Use implicit differentiation to find an equation for the line normal to the curve y^2 + 2xy = x^2 - 2 at the point (1,-1)

Answer 1

x² + 2xy − y² + x = 6

When you implicitly differentiate, you differentiate the entire expression. Differentiate x terms normally, but use the chain rule when you have a term with y in it.
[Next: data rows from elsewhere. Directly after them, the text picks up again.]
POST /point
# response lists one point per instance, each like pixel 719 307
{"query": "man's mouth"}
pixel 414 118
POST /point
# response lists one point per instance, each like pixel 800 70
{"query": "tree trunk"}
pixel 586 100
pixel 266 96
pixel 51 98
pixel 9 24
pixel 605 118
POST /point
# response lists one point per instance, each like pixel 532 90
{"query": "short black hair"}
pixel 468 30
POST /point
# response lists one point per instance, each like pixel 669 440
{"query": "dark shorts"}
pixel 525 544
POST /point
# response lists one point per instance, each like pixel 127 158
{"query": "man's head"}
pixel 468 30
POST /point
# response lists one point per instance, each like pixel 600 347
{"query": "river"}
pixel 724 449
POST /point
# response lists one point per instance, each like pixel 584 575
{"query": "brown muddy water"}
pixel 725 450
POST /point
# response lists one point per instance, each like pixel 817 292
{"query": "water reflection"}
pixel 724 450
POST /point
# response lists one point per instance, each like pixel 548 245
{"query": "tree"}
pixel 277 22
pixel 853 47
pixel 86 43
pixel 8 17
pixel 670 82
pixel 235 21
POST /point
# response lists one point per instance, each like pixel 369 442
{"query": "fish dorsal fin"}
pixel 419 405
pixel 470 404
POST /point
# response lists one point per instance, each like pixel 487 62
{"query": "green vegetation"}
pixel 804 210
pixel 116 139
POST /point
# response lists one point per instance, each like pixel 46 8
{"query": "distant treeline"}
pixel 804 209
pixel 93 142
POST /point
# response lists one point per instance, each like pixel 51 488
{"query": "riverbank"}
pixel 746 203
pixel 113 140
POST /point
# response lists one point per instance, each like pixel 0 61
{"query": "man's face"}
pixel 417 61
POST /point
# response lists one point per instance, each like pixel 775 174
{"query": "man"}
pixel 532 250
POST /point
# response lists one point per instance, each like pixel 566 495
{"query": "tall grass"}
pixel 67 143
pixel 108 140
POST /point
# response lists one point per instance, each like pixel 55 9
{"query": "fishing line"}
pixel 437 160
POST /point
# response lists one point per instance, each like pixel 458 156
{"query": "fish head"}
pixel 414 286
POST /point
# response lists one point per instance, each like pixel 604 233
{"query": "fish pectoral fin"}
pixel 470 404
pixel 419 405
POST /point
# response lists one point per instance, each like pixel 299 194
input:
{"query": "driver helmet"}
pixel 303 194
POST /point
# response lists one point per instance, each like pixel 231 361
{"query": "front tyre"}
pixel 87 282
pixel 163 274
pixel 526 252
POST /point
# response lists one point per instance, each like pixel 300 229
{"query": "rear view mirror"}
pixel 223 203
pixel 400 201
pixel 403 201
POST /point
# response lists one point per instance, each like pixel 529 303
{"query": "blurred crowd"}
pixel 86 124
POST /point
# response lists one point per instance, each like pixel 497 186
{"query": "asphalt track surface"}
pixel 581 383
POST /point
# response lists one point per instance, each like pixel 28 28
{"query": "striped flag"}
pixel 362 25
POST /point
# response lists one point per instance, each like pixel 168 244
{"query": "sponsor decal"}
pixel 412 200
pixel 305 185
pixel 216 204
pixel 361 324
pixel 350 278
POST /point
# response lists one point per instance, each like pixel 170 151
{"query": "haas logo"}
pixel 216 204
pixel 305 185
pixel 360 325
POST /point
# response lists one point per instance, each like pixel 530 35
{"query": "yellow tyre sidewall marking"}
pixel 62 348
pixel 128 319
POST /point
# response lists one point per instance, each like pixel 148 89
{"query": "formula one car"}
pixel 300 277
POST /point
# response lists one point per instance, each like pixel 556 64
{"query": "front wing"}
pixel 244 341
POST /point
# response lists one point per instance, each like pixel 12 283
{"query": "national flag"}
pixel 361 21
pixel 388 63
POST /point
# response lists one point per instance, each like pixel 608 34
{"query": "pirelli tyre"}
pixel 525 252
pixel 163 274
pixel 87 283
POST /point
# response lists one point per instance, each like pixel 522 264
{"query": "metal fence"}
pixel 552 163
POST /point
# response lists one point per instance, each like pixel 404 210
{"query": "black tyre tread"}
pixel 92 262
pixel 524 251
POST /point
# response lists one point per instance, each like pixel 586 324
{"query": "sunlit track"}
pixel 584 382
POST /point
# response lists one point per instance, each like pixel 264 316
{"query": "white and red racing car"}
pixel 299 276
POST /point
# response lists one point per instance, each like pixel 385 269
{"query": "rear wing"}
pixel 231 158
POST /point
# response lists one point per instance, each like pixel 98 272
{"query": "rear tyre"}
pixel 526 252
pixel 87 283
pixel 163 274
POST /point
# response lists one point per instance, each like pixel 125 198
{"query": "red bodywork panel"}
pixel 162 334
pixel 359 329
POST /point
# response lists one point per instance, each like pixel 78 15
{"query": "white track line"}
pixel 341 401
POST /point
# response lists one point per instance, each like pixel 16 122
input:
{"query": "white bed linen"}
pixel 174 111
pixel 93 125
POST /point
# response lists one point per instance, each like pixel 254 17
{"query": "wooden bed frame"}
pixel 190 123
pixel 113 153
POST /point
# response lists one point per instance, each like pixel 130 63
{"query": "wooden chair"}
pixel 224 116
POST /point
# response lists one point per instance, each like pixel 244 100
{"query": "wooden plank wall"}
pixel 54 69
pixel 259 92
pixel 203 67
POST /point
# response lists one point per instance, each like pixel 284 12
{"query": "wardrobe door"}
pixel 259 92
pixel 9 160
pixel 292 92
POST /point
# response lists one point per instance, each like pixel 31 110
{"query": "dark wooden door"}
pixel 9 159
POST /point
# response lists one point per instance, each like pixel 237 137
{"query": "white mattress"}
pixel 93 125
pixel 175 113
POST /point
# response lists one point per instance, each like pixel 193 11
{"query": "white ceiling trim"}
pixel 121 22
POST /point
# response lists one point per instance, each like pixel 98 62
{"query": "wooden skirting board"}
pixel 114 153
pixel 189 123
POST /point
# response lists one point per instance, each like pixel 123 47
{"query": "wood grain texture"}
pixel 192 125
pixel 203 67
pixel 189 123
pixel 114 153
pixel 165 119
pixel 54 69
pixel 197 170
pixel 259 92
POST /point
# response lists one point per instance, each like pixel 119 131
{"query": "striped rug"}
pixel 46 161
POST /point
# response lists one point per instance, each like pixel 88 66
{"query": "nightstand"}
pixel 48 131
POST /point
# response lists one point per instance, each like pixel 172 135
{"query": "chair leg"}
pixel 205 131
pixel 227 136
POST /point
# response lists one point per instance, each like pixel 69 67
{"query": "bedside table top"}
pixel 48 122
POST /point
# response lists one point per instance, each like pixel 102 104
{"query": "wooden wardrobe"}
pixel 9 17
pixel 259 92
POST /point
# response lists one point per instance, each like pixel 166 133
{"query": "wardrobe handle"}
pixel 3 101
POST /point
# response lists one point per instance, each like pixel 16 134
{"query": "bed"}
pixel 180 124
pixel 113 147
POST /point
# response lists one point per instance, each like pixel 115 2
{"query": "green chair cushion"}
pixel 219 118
Remember to use the chain and product rule on 2xy (think of 2xy as 2x*y).

2x + 2y + 2x*dy/dx - 2y*dy/dx + 1 = 0

Now separate dy/dx from everything else:
dy/dx*(2x - 2y) = -(2x + 2y + 1)
dy/dx = -(2x + 2y + 1)/(2x - 2y)

The slope is dy/dx, so this means at the point (2, 4), the slope is:
dy/dx = -(2x + 2y + 1)/(2x - 2y)
dy/dx = -(2(2) + 2(4) + 1)/(2(2) - 2(4))
= -(4 + 8 + 1)/(4 - 8)
= 13/4

Using point slope form, the tangent line is:
y - y1 = m(x - x1)
y - 4 = 13/4*(x - 2)

Answer 2

http://answers.yahoo.com/question/index?qid=20110707230143AAb9DJU i dont know if its right

Answer 3

y^2 + 2xy = x^2 - 2
Do implicit differentiation:
2yy' + 2xy' + 2y = 2x
divide throughout by 2
yy' + xy' + y = x
y'(y + x) = (x - y)
y' = (x - y) / (x + y)

Put x = 1, y = -1 and find y'. That is the slope of the tangent to the curve at (1, -1).

The slope of the normal line (that is, the perpendicular line) will be the negative reciprocal of the tangent line.

So you know the slope of the normal line and you know it passes through (1, -1)

Use the slope-point formula to find the equation of the normal line:
(y - y1) = m(x - x1) where x1 = 1, y1 = -1

Answer 4

The slope of the normal line (that is, the perpendicular line) will be the negative reciprocal of the slope of the tangent line.